There is no easier way in which one can hypnotize or deceive himself than by thinking that because he is always making great resolutions he is doing something worthwhile or carrying them out.

I know a man who would feel insulted if any one were to intimate that he had not been a hard worker, and had not accomplished a great deal in life; and yet although he is an able man, his whole life has been spent in jumping out of one thing and into another so quickly that one could scarcely see the change.

Yet every time you see him he carries his head high, he is as enthusiastic and optimistic as though his whole life had been one triumphant march. His enthusiasm is intense - but it fades away just as quickly as it came.

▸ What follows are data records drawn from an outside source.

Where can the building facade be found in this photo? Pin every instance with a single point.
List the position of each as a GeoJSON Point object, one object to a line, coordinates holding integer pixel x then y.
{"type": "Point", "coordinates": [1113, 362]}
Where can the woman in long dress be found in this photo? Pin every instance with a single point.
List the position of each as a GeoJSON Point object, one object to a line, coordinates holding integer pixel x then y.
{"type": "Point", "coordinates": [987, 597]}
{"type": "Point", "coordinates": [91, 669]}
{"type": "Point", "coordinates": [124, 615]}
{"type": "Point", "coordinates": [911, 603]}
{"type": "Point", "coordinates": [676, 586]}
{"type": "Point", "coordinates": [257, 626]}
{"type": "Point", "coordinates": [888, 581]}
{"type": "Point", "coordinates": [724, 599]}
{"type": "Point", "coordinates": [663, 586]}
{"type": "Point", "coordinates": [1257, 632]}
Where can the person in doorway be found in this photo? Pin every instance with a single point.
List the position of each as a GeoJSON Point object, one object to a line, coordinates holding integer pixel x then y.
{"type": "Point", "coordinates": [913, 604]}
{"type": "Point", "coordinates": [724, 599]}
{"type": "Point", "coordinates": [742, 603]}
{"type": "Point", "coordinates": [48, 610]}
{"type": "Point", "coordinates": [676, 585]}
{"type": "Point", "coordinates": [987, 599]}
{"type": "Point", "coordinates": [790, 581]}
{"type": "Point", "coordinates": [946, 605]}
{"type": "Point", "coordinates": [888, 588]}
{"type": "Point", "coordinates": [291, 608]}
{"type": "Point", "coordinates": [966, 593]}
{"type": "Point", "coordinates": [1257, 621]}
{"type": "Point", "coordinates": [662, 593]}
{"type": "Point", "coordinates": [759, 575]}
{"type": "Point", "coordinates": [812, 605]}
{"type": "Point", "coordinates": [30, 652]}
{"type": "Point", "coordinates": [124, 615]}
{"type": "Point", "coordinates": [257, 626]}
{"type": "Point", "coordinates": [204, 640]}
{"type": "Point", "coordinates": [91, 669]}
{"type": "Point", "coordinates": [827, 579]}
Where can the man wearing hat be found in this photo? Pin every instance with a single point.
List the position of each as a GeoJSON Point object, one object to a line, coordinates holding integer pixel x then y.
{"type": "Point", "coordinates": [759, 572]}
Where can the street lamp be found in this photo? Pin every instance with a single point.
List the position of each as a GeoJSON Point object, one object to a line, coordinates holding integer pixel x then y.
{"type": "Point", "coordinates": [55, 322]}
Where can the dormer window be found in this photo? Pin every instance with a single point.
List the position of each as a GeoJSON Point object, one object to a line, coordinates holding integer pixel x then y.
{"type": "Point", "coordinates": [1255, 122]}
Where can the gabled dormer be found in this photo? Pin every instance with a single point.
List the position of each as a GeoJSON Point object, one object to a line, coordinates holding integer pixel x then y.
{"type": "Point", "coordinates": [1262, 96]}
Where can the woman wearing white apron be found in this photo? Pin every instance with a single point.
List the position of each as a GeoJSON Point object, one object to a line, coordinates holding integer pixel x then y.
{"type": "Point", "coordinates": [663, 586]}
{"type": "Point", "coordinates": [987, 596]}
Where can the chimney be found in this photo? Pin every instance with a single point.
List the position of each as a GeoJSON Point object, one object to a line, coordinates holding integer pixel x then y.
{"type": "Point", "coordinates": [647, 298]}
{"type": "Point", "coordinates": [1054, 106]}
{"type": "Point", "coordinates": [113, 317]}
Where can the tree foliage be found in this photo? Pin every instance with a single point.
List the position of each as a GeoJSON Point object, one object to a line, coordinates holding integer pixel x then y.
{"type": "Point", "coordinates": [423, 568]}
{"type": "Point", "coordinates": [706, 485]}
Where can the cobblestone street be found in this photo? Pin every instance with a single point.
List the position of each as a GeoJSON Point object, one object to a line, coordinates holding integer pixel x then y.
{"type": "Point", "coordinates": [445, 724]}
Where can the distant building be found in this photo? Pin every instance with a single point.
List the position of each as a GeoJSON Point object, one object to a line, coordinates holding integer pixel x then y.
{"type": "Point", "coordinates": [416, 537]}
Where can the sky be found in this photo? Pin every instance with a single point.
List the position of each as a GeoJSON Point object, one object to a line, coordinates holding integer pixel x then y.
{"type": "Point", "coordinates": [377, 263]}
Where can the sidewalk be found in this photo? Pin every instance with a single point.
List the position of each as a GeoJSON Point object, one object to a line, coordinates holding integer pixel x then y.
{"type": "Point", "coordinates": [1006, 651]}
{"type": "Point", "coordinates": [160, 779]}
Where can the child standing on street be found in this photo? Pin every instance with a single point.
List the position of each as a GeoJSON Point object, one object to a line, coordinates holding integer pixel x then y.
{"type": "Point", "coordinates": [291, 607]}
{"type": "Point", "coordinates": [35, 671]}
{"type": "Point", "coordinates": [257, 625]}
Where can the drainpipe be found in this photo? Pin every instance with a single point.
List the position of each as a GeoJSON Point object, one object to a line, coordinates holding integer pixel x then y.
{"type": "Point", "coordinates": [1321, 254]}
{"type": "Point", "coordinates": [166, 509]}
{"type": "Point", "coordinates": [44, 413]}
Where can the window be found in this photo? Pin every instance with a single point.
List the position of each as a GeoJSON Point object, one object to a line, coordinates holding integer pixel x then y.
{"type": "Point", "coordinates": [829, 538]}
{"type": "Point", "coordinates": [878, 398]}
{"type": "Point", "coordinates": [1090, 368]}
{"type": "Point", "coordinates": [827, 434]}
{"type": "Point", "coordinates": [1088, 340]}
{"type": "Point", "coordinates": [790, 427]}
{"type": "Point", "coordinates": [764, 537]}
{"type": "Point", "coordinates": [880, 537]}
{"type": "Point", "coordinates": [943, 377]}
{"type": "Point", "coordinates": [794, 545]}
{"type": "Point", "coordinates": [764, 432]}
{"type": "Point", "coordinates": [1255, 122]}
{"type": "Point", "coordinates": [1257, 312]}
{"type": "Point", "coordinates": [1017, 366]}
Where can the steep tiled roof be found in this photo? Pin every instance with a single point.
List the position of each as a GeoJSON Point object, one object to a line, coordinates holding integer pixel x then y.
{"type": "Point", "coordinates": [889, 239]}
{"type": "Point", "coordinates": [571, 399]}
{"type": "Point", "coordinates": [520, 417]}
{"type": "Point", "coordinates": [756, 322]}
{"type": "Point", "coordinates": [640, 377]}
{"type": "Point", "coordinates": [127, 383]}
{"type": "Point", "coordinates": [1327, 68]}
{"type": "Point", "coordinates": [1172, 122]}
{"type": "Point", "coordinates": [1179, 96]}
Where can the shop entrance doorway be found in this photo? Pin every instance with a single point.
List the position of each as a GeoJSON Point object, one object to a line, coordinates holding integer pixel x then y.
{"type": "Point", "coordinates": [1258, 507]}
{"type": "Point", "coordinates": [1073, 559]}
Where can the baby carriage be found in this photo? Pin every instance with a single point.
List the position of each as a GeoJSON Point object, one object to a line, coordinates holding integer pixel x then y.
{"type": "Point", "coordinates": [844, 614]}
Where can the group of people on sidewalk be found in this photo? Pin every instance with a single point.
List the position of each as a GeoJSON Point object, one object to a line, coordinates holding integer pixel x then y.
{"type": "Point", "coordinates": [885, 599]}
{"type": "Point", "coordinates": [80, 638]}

The very fact that he always lives in the clouds, is always dreaming of the great things he is going to do, seems to convince him that he actually does them. But he never stays at one thing long enough to reach effectiveness. His whole life has been spent in starting things brilliantly and enthusiastically, few men have ever begun so many things as he, or completed so few.

The putting off habit will kill the strongest initiative. Too much caution and lack of confidence are fatal enemies of initiative. How much easier it is to do a thing when the purpose impels us, when enthusiasm carries us along, than when everything drags in the postponement! One is drudgery, the other delight.

Hungering and striving after knowledge is what makes a scholar; hungering and striving after virtue is what makes a saint; hungering and striving after noble action is what makes a hero and a man.

The great successes we see everywhere are
but the realization of an intense longing, a
concentrated effort.

Everyone is gravitating toward his aim just in proportion to the power and intensity of his desire, and his struggle to realize it.

One merely "desires" to do this or that, or "wishes" he could, or "would be glad" if he could. Another knows perfectly well that, if he lives, he is going to do the thing he sets his heart on if it is within the limits of human possibility. We do not hear him whining because nobody will pay his way to college.

He does not say he "wishes" he could go. He says, "I am going to prepare myself for the great life work. I have faith in my future. I have made a vow to myself to succeed, and I am going to do so on a broad-gauge plan. I am not going to start out half equipped, half fitted. I will have a college training."

When you find a boy who resolves within himself that, come what will, he is going to do the thing he sets his heart on, and that there are no "ifs" or "buts" or "ands" about it, you may be sure he is made of winning stuff.

He will not postpone and post-pone the realization of his vision until too late, until its glory has vanished. He will lose no time in putting forth all his energy to make it real, and, if it is a possible thing he will succeed.